2005/9/14, Michael Koch <[EMAIL PROTECTED]>:
> You replace jint (which is garanteed to be 32 bit) with long which dont has 
> this garantee.
> Why dont you just build the native sources that upstream supplies for 64 bit 
> systems?
> That is what I do in the eclipse build works very fine. BTW: My Eclipse 
> packages are ready
> to replace your SWT. When you give me your okay I can imidiately upload it to 
> the archive
> (via some sponsor). I think this would be the easiest solution at all.
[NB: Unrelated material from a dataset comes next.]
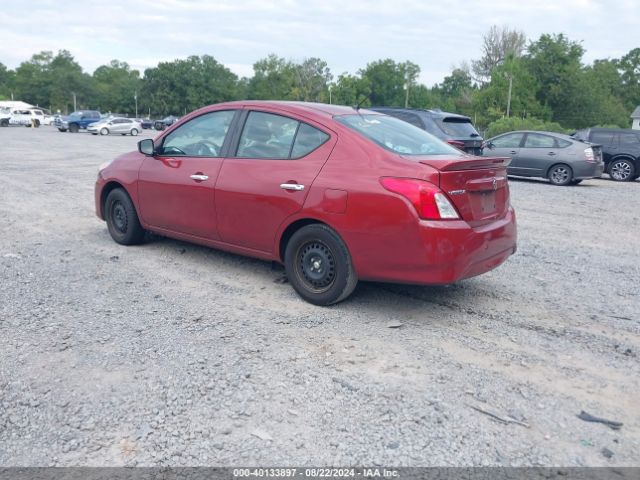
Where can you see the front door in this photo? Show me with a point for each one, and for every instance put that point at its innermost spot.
(506, 146)
(268, 179)
(176, 186)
I realise that long is not guaranteed to be 32-bit. In fact, that's
the very reason I'm using it, so that on 64-bit platforms it will be
wide enough to cast a pointer to long. The negative consequence of
changing (jint) to (long) is that on 64-bit architectures the pointer
will be cast to a 64-bit long, and then silently cast down to a 32-bit
jint. This second step is potentially lossy on a system that uses
addresses greater than 2^32 (4 GB). Although potentially hazardous,
this is how the package has been behaving with GCC 3 for some time.
So, I don't believe this patch is a regression, but merely returning
the package to status quo.

If it's possible to patch one source tree to work on all
architectures, I prefer that solution to using one source tree per
architecture, which quickly gets out of hand.